Announcement

Collapse
No announcement yet.

Beware! nVidia SLI Agonies via SW GPU Killer!

Collapse
This topic is closed.
X
X
 
  • Filter
  • Time
  • Show
Clear All
new posts

  • Beware! nVidia SLI Agonies via SW GPU Killer!

    Brad... Please forgive the length of this post...but due to so many technical problems involved in the explanation... I just had to fill in all the details:

    I'm not into on-line internet FPS gaming and for the most part, my job as Dad and Hubby in the house (among fixing and maintaining anything that moves on wheels) is to keep all of the many computers in our house up and running for four people, one of whom is away at Vet School in Missouri right now).
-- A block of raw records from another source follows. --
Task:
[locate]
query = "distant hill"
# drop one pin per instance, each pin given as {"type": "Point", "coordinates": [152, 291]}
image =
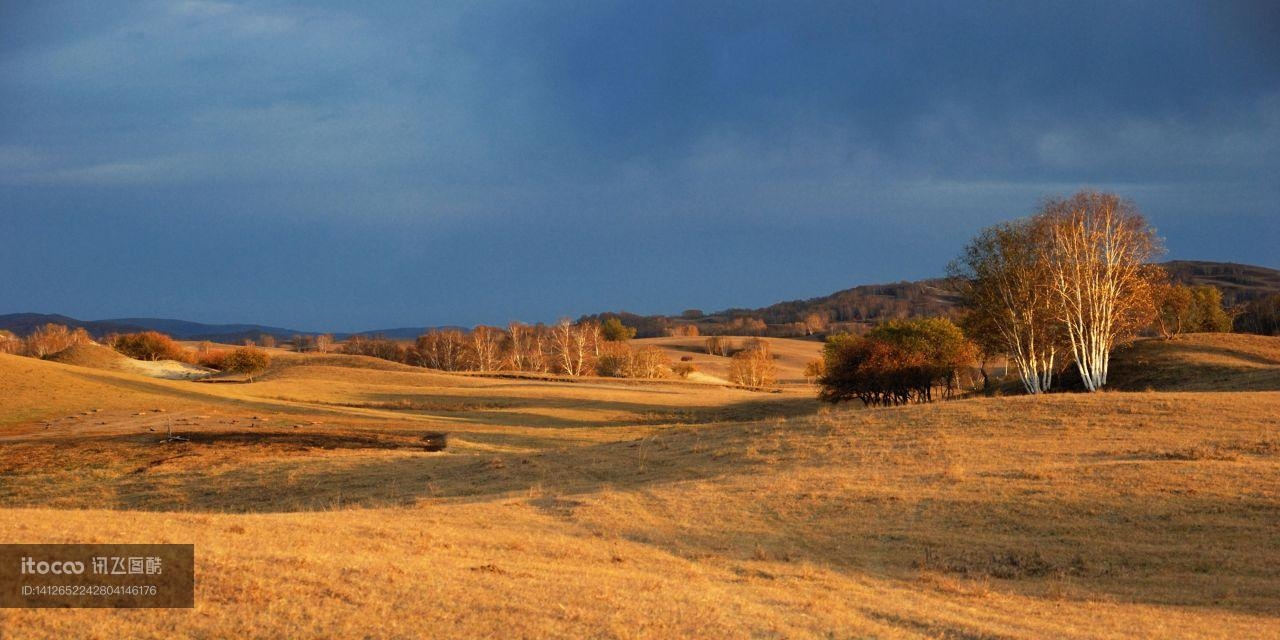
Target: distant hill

My son has a specific interest in the gaming side of computing and is very touchy about having whatever gives him the leading edge while on-line. So when I build something for him... I always try to use the best and most reliable components in combination that I can grab either from eBay, Amazon on-line or from the local CompUSA and occasionally BestBuy stores...and always for the least amount of Moolah that I can spare..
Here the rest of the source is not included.